Appreciate your advise.

thanks

asad.ali · December 21, 2020, 9:00pm

@phadkemilind

Aspose.PDF does not offer functionality to extract text from images. Instead, it allows you to extract search from PDF documents. Would you please confirm which API you are using along with sharing the sample code snippet so that we can share our feedback with you accordingly.

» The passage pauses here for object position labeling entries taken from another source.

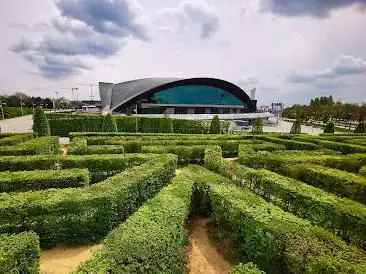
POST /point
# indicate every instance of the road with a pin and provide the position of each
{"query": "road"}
(18, 124)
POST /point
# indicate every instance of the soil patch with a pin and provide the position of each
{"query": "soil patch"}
(204, 256)
(62, 260)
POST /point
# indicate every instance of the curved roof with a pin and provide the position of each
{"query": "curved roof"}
(124, 92)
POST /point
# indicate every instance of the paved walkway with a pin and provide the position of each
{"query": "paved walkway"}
(18, 124)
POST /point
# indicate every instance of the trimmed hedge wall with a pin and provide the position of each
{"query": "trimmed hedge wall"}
(42, 145)
(15, 139)
(63, 124)
(84, 215)
(22, 181)
(276, 240)
(336, 181)
(343, 217)
(186, 154)
(19, 253)
(152, 239)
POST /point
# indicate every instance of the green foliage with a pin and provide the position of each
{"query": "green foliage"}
(276, 240)
(43, 145)
(152, 239)
(15, 139)
(361, 127)
(329, 128)
(42, 179)
(166, 125)
(109, 124)
(257, 126)
(40, 123)
(215, 126)
(19, 253)
(248, 268)
(296, 127)
(85, 215)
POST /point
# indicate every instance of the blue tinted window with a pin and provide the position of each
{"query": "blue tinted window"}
(196, 94)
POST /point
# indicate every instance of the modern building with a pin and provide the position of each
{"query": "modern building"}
(175, 96)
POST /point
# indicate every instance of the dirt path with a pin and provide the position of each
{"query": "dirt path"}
(62, 260)
(204, 257)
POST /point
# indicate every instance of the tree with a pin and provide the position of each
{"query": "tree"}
(166, 125)
(329, 128)
(109, 124)
(40, 123)
(215, 127)
(257, 126)
(360, 128)
(296, 127)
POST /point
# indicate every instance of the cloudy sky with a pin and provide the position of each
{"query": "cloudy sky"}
(290, 50)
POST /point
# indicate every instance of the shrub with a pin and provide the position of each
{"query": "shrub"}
(84, 215)
(40, 123)
(248, 268)
(15, 139)
(257, 126)
(361, 128)
(19, 253)
(109, 124)
(42, 179)
(329, 128)
(166, 125)
(152, 239)
(215, 126)
(277, 241)
(42, 145)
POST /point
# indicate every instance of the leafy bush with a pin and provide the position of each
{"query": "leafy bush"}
(257, 126)
(42, 179)
(19, 253)
(336, 181)
(296, 127)
(84, 215)
(15, 139)
(215, 126)
(152, 239)
(40, 123)
(248, 268)
(329, 128)
(42, 145)
(361, 127)
(276, 240)
(109, 124)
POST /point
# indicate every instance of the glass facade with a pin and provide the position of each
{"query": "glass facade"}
(196, 94)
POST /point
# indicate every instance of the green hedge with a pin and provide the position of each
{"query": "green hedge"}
(63, 124)
(342, 183)
(84, 215)
(42, 179)
(19, 253)
(152, 239)
(277, 241)
(15, 139)
(186, 154)
(42, 145)
(289, 144)
(343, 217)
(248, 268)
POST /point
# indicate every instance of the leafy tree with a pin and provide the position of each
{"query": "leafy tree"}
(296, 127)
(40, 123)
(360, 127)
(257, 126)
(329, 128)
(166, 125)
(109, 124)
(215, 127)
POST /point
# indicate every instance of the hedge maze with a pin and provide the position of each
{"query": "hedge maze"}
(293, 203)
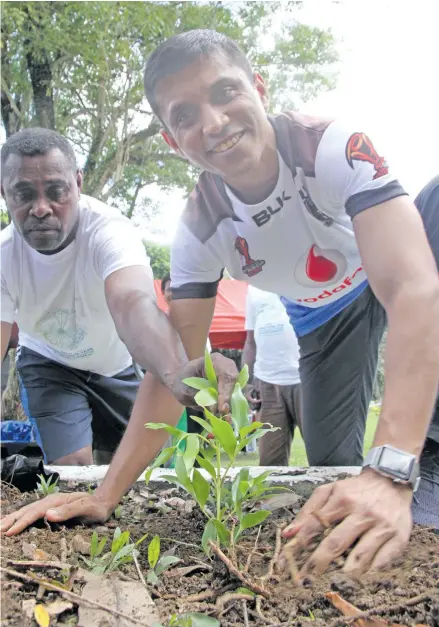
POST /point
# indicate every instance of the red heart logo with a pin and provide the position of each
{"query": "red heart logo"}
(318, 267)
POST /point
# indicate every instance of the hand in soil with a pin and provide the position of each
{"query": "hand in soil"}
(57, 508)
(226, 373)
(369, 510)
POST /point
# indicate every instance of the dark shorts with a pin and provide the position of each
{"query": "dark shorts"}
(72, 408)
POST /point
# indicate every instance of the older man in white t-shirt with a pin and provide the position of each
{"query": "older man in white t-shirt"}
(271, 352)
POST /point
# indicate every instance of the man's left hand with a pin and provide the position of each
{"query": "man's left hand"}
(369, 509)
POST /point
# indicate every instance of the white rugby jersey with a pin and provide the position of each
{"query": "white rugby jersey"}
(299, 242)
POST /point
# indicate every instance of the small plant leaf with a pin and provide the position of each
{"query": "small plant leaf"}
(165, 562)
(41, 615)
(250, 428)
(152, 578)
(163, 425)
(206, 397)
(154, 551)
(223, 432)
(202, 422)
(253, 519)
(242, 379)
(94, 544)
(210, 370)
(197, 383)
(209, 533)
(201, 488)
(161, 459)
(239, 408)
(205, 463)
(223, 532)
(192, 448)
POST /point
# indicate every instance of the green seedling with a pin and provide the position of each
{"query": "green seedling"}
(225, 504)
(47, 487)
(122, 552)
(158, 564)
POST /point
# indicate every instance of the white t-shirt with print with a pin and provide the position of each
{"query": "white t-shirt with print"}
(299, 242)
(58, 301)
(277, 350)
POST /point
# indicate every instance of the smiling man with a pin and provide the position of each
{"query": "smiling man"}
(308, 209)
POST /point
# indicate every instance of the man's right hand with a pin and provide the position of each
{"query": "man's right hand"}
(57, 508)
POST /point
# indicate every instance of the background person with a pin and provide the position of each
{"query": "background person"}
(271, 352)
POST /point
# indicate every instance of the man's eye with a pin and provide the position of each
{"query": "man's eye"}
(24, 195)
(56, 193)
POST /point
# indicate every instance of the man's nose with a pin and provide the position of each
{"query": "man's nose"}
(214, 121)
(41, 208)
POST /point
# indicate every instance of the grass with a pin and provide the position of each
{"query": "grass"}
(298, 453)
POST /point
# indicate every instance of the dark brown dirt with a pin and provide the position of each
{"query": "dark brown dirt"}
(164, 513)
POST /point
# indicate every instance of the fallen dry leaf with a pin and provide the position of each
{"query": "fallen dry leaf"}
(347, 609)
(80, 545)
(58, 607)
(27, 607)
(41, 615)
(185, 570)
(129, 597)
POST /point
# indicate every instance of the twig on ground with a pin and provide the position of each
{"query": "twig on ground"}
(139, 572)
(263, 618)
(289, 555)
(63, 549)
(384, 609)
(46, 522)
(276, 554)
(71, 596)
(231, 596)
(36, 564)
(206, 595)
(251, 554)
(244, 611)
(233, 569)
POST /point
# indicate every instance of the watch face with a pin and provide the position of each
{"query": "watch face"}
(397, 464)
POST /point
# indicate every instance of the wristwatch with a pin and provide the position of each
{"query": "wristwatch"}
(395, 464)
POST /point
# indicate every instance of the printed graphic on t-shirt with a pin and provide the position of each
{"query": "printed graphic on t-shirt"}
(360, 148)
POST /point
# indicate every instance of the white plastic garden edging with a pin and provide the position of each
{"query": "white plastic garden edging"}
(281, 474)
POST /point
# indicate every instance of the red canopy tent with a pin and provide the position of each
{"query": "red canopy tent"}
(227, 330)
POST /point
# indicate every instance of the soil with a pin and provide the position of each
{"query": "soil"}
(179, 524)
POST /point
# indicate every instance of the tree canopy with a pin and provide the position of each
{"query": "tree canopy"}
(76, 67)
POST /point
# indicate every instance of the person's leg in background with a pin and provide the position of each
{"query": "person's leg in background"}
(337, 367)
(111, 400)
(55, 400)
(275, 447)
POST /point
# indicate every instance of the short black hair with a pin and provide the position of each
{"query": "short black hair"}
(179, 51)
(36, 141)
(165, 280)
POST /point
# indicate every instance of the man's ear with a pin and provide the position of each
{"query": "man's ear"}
(79, 180)
(171, 142)
(262, 89)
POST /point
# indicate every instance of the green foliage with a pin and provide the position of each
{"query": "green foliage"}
(121, 552)
(225, 504)
(157, 564)
(77, 67)
(47, 487)
(159, 257)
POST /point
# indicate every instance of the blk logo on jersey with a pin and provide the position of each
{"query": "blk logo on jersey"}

phadkemilind · December 21, 2020, 10:09pm

Document pdfDocument = new Document(“TestDoc3.pdf”);

        // Create TextAbsorber object to extract text
        TextAbsorber textAbsorber = new TextAbsorber();

        // Accept the absorber for all the pages
        pdfDocument.Pages.Accept(textAbsorber);

        // Get the extracted text
        String extractedText = textAbsorber.Text;

        // Create a writer and open the file
        TextWriter tw = new StreamWriter("TestDoc3_out.txt");
        // Write a line of text to the file
        tw.WriteLine(extractedText);
        // Close the stream
        tw.Close();

phadkemilind · December 21, 2020, 10:12pm

TestDoc3.pdf (1.3 MB)

asad.ali · December 22, 2020, 7:03pm

@phadkemilind

The document that you have shared, does not have any text inside it. It consists of different images and Aspose.PDF is not capable of extracting text from images. Furthermore, you can extract images from the PDF and use Aspose.OCR in order to extract text from the images.